A viúva de Chico Mendes, Ilzamar, afirmou que o período em que Chico Mendes esteve enquadrado na LSN foi um dos mais terríveis de sua vida. Ela estava grávida de Elenira e os dias que antecediam as viagens a Manaus, onde Chico respondia ao processo, eram de absoluta angústia e sofrimento. "Esse tempo foi de muito sofrimento. Meu marido não tinha dinheiro para se manter em Manaus nem para pagar advogado", lembrou  Ilzamar. "O Chico morreu em defesa da floresta e não tinha uma causa individual mas coletiva".

Chico Mendes era obrigado a se deslocar a Manaus  para responder a acusação perante a , permanecendo tempos longe da família e afastado da luta dos trabalhadores do Acre. Em meio a isso, perdeu todos os direitos civis, vendo-se privado de direitos elementares, como o da inviolabilidade da correspondência e podendo ser detido a qualquer tempo.  O pedido de anistia foi protocolado em 2005 por Ilzamar Mendes com apoio do deputado Nilson Mourão e do ex-governador Jorge Viana.  A Lei de Anistia envolve as perseguições políticas de 1946 a 1988.

 

Governo do Acre dispõe contato para pedidos de anistia

O julgamento de Rio Branco  avalia sete  processos de acreanos perseguidos pela repressão militar, marcando também  a programação em memória aos 20 anos da morte de Chico Mendes e os 60 anos da Declaração Universal dos Direitos Humanos.  Um dos processos julgados é o do jornalista Edilson Martins, que escreveu a última entrevista de Chico Mendes a um veículo de comunicação. O texto ocupou página completa no Jornal do Brasil mas só foi publicada dois dias depois do assassinato do sindicalista. "Ter o meu processo julgado aqui no Acre junto com o do Chico é um coincidência muito feliz", disse Martins.

O Governo do Acre, através da Sejudh, apóia o trabalho da Anistia e do Ministério da Justiça. "Pedimos aos acreanos que se sentiram prejudicados em seus direitos durante a ditadura militar a comparecerem na Secretaria para fazer o pedido de anistia", informou Henrique Corinto, secretário de Justiça e Direitos Humanos do Acre.
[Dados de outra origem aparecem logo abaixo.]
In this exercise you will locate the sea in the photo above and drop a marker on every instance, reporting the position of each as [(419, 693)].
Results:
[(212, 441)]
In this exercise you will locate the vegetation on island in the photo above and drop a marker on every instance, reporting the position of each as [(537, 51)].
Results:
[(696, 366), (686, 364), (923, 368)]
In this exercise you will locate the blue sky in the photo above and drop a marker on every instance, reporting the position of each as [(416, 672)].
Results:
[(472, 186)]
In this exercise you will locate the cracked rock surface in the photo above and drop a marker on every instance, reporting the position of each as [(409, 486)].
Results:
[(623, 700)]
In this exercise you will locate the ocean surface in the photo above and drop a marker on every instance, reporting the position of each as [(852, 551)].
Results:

Melhores informações podem ser obtidas pelo telefone 3223-2702.

"Chico estará sempre no nosso coração", afirma Binho Marques

O julgamento do processo de Chico Mendes foi uma cerimônia marcada pela emoção. Amigos, companheiros, familiares e ativistas deste tempo e da época de Chico Mendes estiveram presentes ao Teatrão e aplaudiram de pé quando o presidente da Comissão de Anistia, Paulo Abraão, anunciou o resultado: pelo voto unânime dos conselheiros presentes o líder ambientalista é agora reconhecido como anistiado político pela perseguição sofrida durante  um período de exceção estabelecido no Brasil durante décadas.
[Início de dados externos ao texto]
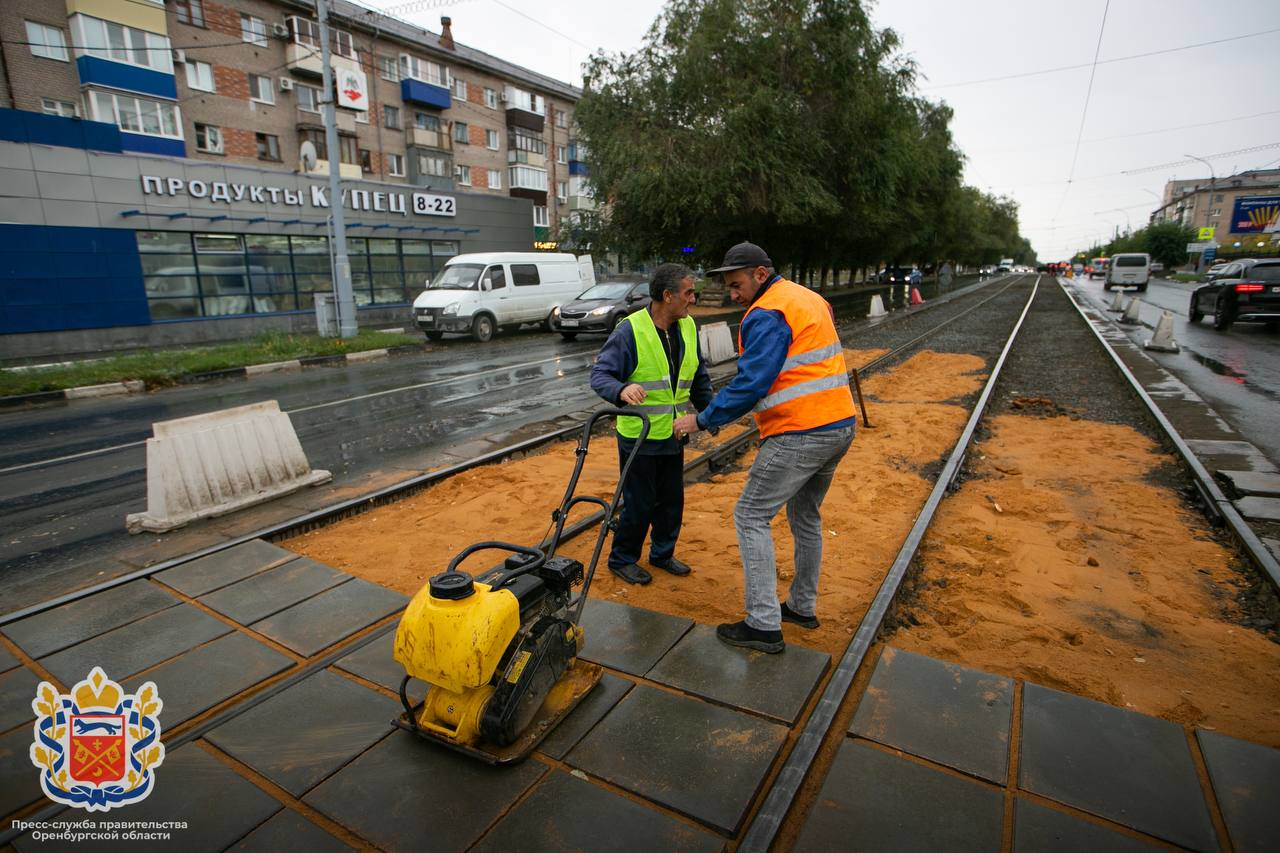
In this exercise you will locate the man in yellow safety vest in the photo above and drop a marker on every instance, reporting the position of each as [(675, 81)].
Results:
[(650, 364)]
O governador Binho Marques mais uma vez se emocionou ao falar do amigo e companheiro de lutas, o seringueiro simples que tinha muitos sonhos, todos envolvendo a coletividade. "Hoje é um dia para que a gente ame ainda mais este País. O Brasil ganha muito com este ato", disse Marques. "Chico Mendes estará sempre no nosso coração".